Thursday, 19 June 2014

Review of The Fault In Our Stars (2014)

I should start this review with a caveat- I have not read John Green's "The Fault In Our Stars", the seminal teenage fiction book unanimously praised, universally embraced, unexpectedly loved. I have, however, read his 2006 novel "An Abundance of Katherines", and found it to be a gimmicky, slight and unexceptional piece of sentimental hogwash. It is fitting, then, that these qualities were found in abundance in the film "The Fault In Our Stars, directed by Josh Boone, which at the time of writing stands with an 8.5 rating on IMDb, and a good Metacritic rating of 69. I have long since given up paying attention to the corralling of "fandoms" and arbitrary squabbling surrounding IMDb ratings, but the Metacritic score is harder to unpick. Maybe I've missed the point, or some crucial detail? Somehow, I doubt it.

I should start with the two good things about this film; it's very watchable, and it is well acted. These are quite basic and fundamental qualities, but they are in service of a plot which in itself isn't hooey, but the approach to it is. Shailene Woodley plays Hazel Grace Lancaster, a 16 year old girl with thyroid cancer and complications in her lungs as a result. We first see her looking on in envy at other couples and normal people doing normal things at the shopping mall; she's stuck lugging around an oxygen tank. These early scenes, whilst effective, are misleading, because they set up a film where characters eschew clich├ęs and are critically aware of conventions. Woodley is acerbic, and she paints herself to have a will of steel; to her credit, her character does, aside from in the scenes where the film wants her to be madly in love, in that facile, irritating, teenage way.

Egged on to attend a support group by her well-meaning parents (Laura Dern and Sam Trammell), once there Hazel meets the flippant yet endearing (in Hazel's eyes at least) Augustus Waters, Gus, played by Ansel Elgort. He's there to support his friend Isaac (Nat Wolff), who has glaucoma and is going to have his eye surgically removed, although he himself had a battle with cancer a few years ago and had his right leg amputated as a result. Hazel and Gus have a meet-cute on the way into the meeting, and this sets up the movie's romance.

It's from here that the film is a straight descent into utter mush. As I have said, the film is very well-acted, and it really, really is. Shailene Woodley's performance is superb, and the fact that she can carry such charisma with an oxygen tank and tubes forever burdening her is quite remarkable. Laura Dern too does a remarkable job as Grace's mother, and her performance is the closest thing to elevating this film; the pain and bravery she conveys, coupled with Woodley's resolve, are almost on a different level.

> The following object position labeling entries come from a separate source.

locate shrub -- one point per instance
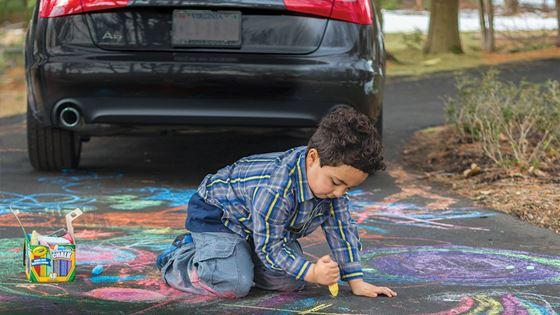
(516, 124)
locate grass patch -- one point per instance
(406, 48)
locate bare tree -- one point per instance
(558, 17)
(486, 16)
(511, 7)
(443, 33)
(377, 4)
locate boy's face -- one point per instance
(331, 181)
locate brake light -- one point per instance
(54, 8)
(355, 11)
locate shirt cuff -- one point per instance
(303, 270)
(351, 271)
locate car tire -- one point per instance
(51, 149)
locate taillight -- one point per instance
(355, 11)
(54, 8)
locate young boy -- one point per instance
(244, 221)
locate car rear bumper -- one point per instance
(133, 88)
(214, 93)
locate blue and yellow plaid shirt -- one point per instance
(266, 197)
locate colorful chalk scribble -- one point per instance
(460, 266)
(126, 227)
(496, 302)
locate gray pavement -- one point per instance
(440, 253)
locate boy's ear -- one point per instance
(312, 155)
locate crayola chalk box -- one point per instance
(51, 258)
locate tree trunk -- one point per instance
(490, 42)
(483, 24)
(511, 7)
(443, 33)
(377, 4)
(486, 16)
(558, 17)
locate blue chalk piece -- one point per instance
(97, 270)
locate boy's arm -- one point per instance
(270, 213)
(343, 238)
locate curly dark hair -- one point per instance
(346, 136)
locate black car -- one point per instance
(105, 67)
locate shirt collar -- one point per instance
(303, 192)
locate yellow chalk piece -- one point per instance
(334, 289)
(40, 251)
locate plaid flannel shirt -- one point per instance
(267, 198)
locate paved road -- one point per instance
(439, 252)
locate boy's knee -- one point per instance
(244, 286)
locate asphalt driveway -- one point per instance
(439, 252)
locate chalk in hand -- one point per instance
(334, 289)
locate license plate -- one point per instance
(204, 28)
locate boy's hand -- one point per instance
(324, 272)
(360, 287)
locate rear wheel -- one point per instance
(50, 148)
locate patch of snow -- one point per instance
(397, 21)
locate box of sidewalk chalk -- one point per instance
(51, 258)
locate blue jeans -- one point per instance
(224, 265)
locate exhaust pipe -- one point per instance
(69, 117)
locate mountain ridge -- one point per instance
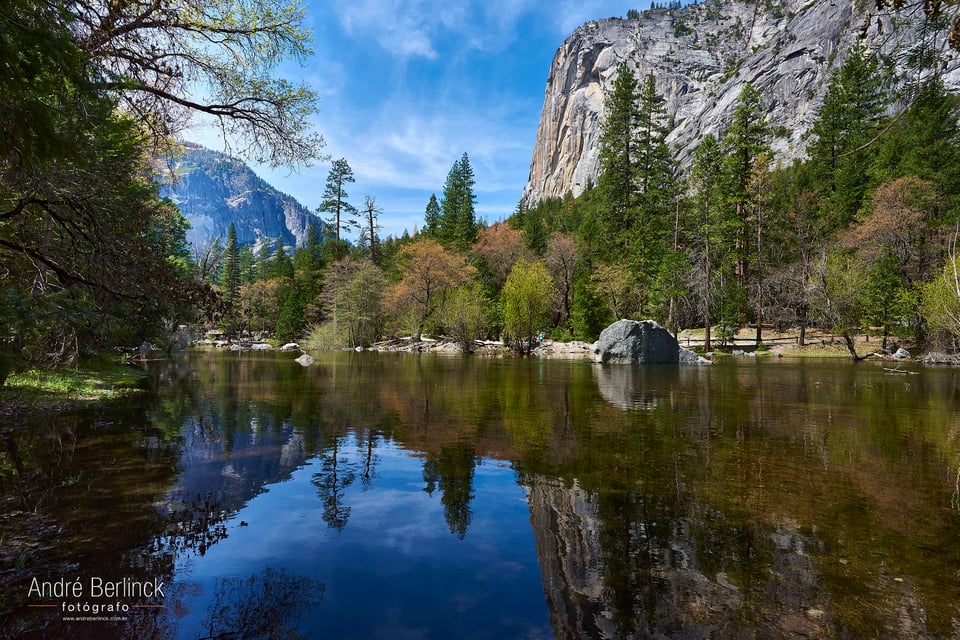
(701, 56)
(213, 190)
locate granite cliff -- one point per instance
(701, 56)
(214, 190)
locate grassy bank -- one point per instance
(34, 391)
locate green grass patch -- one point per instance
(37, 389)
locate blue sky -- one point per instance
(408, 86)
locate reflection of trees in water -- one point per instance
(193, 525)
(261, 606)
(336, 475)
(452, 468)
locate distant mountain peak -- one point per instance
(214, 190)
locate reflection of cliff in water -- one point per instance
(656, 576)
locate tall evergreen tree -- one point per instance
(705, 179)
(745, 140)
(614, 218)
(458, 224)
(335, 198)
(368, 236)
(655, 181)
(848, 119)
(431, 218)
(230, 280)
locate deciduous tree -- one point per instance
(335, 198)
(428, 273)
(527, 299)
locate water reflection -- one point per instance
(530, 498)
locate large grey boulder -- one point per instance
(641, 342)
(636, 342)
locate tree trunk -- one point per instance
(853, 351)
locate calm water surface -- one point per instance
(398, 496)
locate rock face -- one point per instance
(213, 190)
(701, 56)
(636, 342)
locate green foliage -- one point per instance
(940, 306)
(467, 315)
(848, 119)
(588, 315)
(457, 224)
(527, 296)
(431, 217)
(335, 196)
(925, 142)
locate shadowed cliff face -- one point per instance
(213, 190)
(701, 56)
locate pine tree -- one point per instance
(705, 178)
(744, 141)
(431, 218)
(616, 180)
(655, 181)
(368, 236)
(230, 280)
(335, 198)
(458, 225)
(847, 121)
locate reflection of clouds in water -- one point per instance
(392, 628)
(261, 605)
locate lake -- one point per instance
(404, 496)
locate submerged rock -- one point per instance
(305, 360)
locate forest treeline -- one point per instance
(859, 234)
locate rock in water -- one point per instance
(305, 360)
(636, 342)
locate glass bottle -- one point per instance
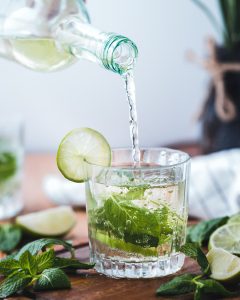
(47, 35)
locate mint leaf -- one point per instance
(52, 279)
(28, 262)
(201, 232)
(38, 245)
(194, 251)
(198, 295)
(8, 266)
(10, 236)
(8, 165)
(133, 224)
(179, 285)
(135, 192)
(14, 283)
(45, 260)
(213, 287)
(70, 263)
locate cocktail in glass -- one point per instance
(137, 214)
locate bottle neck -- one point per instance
(114, 52)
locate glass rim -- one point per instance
(145, 168)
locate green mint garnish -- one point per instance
(121, 219)
(37, 265)
(10, 236)
(8, 165)
(52, 279)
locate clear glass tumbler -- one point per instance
(137, 215)
(11, 163)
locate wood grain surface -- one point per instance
(86, 285)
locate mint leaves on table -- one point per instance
(201, 232)
(8, 165)
(37, 265)
(194, 251)
(10, 236)
(201, 285)
(52, 279)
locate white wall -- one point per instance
(170, 90)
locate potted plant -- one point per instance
(220, 116)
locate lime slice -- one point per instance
(226, 237)
(77, 147)
(234, 219)
(224, 265)
(50, 222)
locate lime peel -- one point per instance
(51, 222)
(79, 146)
(224, 266)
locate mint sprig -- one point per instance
(10, 236)
(201, 285)
(37, 265)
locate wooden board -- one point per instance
(87, 285)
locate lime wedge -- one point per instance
(50, 222)
(234, 219)
(77, 147)
(226, 237)
(224, 265)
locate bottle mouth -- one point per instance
(119, 54)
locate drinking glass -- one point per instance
(137, 215)
(11, 163)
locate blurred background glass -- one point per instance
(11, 165)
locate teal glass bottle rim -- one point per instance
(111, 45)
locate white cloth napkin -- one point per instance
(214, 189)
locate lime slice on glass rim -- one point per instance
(234, 219)
(51, 222)
(224, 266)
(226, 237)
(79, 146)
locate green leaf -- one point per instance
(38, 245)
(198, 295)
(133, 224)
(179, 285)
(10, 236)
(71, 263)
(201, 232)
(194, 251)
(52, 279)
(14, 283)
(8, 165)
(28, 262)
(213, 287)
(8, 266)
(45, 260)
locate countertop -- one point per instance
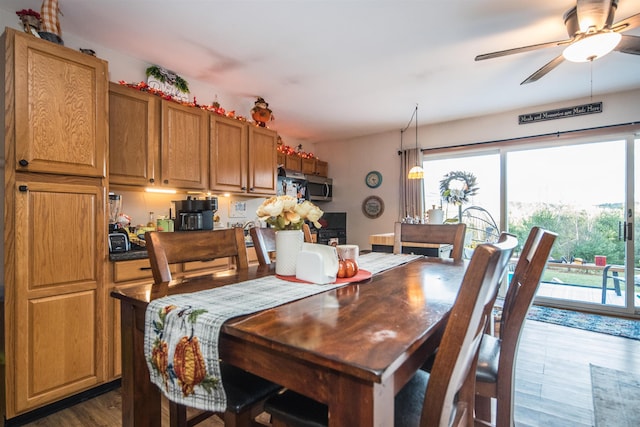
(142, 253)
(386, 239)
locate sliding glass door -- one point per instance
(584, 191)
(578, 191)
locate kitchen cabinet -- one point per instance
(134, 136)
(322, 168)
(184, 148)
(293, 163)
(54, 143)
(59, 109)
(243, 157)
(156, 142)
(263, 173)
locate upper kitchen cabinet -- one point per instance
(60, 107)
(243, 157)
(263, 174)
(228, 149)
(156, 142)
(134, 136)
(184, 153)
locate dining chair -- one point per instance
(264, 242)
(246, 393)
(497, 355)
(446, 395)
(452, 234)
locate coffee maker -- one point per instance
(194, 214)
(115, 207)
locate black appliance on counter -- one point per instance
(319, 188)
(292, 183)
(195, 214)
(333, 230)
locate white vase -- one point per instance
(288, 245)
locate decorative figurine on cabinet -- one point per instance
(261, 113)
(50, 23)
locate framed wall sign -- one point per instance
(372, 207)
(373, 179)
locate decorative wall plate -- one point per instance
(372, 207)
(373, 179)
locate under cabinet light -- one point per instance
(160, 190)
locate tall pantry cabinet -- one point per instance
(54, 141)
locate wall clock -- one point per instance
(373, 179)
(372, 207)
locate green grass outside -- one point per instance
(590, 279)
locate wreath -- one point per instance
(456, 187)
(168, 77)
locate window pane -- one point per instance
(485, 167)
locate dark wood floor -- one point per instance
(553, 382)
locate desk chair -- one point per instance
(264, 242)
(452, 234)
(496, 360)
(446, 396)
(246, 392)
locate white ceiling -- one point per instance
(335, 69)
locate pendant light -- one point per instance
(416, 172)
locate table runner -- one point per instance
(182, 330)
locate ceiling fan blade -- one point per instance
(544, 70)
(522, 49)
(593, 13)
(629, 44)
(627, 24)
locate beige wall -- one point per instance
(350, 160)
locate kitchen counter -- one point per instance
(142, 253)
(129, 255)
(384, 243)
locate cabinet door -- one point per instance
(309, 166)
(322, 168)
(262, 161)
(60, 108)
(228, 151)
(134, 136)
(184, 147)
(58, 294)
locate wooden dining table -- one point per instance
(352, 347)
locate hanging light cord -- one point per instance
(415, 114)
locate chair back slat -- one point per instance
(186, 246)
(451, 388)
(451, 234)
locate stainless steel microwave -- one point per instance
(319, 189)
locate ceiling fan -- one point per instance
(591, 36)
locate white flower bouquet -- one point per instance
(285, 213)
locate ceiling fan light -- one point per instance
(592, 47)
(416, 172)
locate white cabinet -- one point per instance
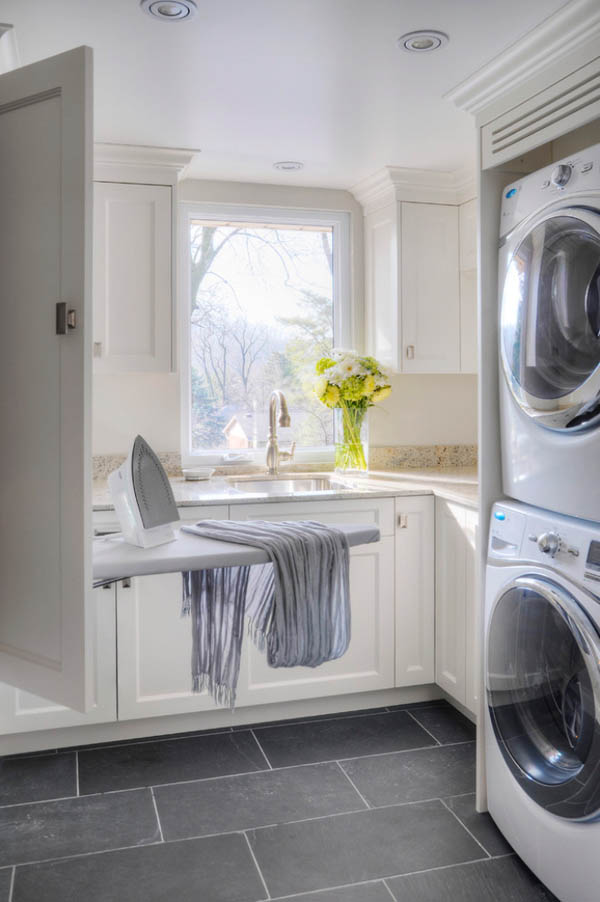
(430, 301)
(22, 712)
(421, 286)
(155, 642)
(468, 286)
(132, 284)
(456, 642)
(415, 590)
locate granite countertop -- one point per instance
(453, 483)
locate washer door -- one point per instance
(543, 691)
(550, 320)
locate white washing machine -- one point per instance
(542, 666)
(549, 289)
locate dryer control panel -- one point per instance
(578, 174)
(519, 533)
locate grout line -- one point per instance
(481, 846)
(162, 839)
(423, 728)
(256, 864)
(353, 784)
(247, 773)
(269, 765)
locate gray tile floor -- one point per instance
(366, 807)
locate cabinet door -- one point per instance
(430, 289)
(450, 602)
(132, 278)
(415, 591)
(46, 602)
(474, 607)
(21, 712)
(468, 286)
(369, 662)
(155, 643)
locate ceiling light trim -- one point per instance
(560, 35)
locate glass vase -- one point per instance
(351, 425)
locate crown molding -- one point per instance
(558, 36)
(141, 162)
(394, 183)
(9, 49)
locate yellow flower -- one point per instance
(368, 385)
(332, 396)
(382, 393)
(320, 386)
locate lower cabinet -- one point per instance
(415, 590)
(21, 712)
(457, 670)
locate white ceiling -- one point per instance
(254, 81)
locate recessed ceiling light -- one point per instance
(288, 165)
(422, 41)
(170, 10)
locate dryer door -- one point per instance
(543, 692)
(550, 320)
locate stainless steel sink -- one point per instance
(291, 486)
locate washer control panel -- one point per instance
(530, 535)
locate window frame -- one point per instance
(339, 222)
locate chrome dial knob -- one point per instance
(549, 543)
(561, 175)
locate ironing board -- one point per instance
(114, 559)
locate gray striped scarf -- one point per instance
(297, 606)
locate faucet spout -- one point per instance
(274, 455)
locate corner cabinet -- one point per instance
(456, 626)
(421, 286)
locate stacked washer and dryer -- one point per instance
(542, 598)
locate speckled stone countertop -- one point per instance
(453, 483)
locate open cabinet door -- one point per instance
(45, 378)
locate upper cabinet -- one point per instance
(134, 252)
(421, 278)
(132, 278)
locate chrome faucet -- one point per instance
(274, 455)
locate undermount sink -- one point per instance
(276, 485)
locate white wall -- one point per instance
(427, 410)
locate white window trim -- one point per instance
(342, 310)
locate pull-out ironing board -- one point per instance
(114, 559)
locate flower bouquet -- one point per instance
(350, 384)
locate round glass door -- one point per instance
(543, 692)
(550, 321)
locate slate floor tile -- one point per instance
(481, 826)
(168, 761)
(352, 848)
(254, 800)
(216, 869)
(346, 737)
(5, 880)
(361, 892)
(37, 778)
(76, 826)
(414, 776)
(445, 723)
(495, 880)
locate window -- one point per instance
(266, 297)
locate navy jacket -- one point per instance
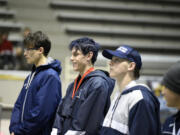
(133, 112)
(86, 111)
(35, 108)
(172, 125)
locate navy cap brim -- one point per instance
(109, 54)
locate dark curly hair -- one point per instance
(37, 40)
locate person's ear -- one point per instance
(132, 66)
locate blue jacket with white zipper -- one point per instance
(84, 113)
(35, 108)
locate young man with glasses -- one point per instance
(171, 93)
(35, 108)
(135, 109)
(87, 98)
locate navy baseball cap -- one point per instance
(124, 52)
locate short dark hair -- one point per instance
(86, 45)
(37, 40)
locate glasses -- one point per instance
(29, 49)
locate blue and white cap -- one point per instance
(124, 52)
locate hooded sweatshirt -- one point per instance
(35, 108)
(84, 113)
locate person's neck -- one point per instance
(41, 61)
(85, 69)
(123, 82)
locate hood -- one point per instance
(51, 63)
(105, 75)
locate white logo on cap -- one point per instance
(122, 49)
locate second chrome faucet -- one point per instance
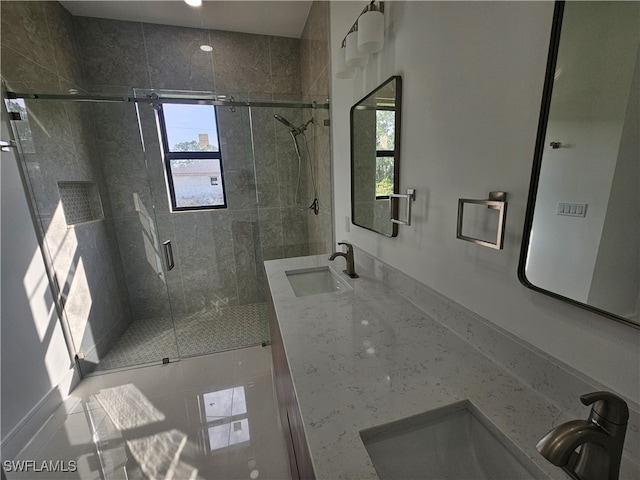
(351, 268)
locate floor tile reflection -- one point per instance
(208, 417)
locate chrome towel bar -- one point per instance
(496, 201)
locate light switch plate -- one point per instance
(572, 209)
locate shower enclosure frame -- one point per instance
(152, 99)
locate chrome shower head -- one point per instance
(294, 130)
(286, 122)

So what went wrong? The screenplay, for a start, is wonky. The phrase "pain demands to be felt" is uttered three times, and three times too many. And if you ever wanted to hear Willem Defoe ask "are you familiar with Swedish hip-hop?", then by golly this is the film you want. But, dialogue aside, I was mainly disappointed with how the screenplay sets up a film where the characters are going to do everything that doesn't happen in films like this... And yet their romance unfurls in a conventional, middle-of-the-road way. Sure, they have their illnesses, and to the film's credit there is an attempt (read: attempt) to tackle these themes head on. But it descends into the same gumpf that it marks itself out as actively trying to avoid.

This is also one of the most artificial, sterile, white (in terms of production design and skin colour, which struck me as odd) films I have ever seen. I have said it's watchable, but that is mainly because no risks were taken. This film is devoid of any style, any personal touch, any flourish to make us feel as though the film was made by an actual human being. The cinematography by Ben Richardson is unremarkable, and it feels as though the only aim on set was "get the people on the screen, vaguely frame them". The closest we get to anything distinctive is animated speech bubbles containing the texts swapped between Gus and Hazel, although this is quickly becoming a standard technique in Hollywood film-making (this year's "Frank", an infinitely superior film to this, used it to far better effect). The soundtrack too is intrusive, obvious and dull, compiling a playlist of such musical talents as Ed Sheeran (he performed that awfully ill-fitting music during last year's Hobbit credits), Lykke Li, Birdy, and OneRepublic.

Come the inevitable conclusion to this slog, I simply didn't care. I have no doubt that this film will not go away; even considering the fans surrounding it, this is the kind of film that tends to attract the zeitgeist, perhaps giving the illusion that they people have watched something with emotional nuance and depth. In my humble opinion, it is not; it is the stuff of a thousand workaday chick-lits and romcoms, and the fact that it uses cancer as its USP is certainly questionable. It's no more than sentimental hooey.

There is, no doubt, a great story waiting to be made about terminally ill teenagers finding love. This, I can say for certain, is not it.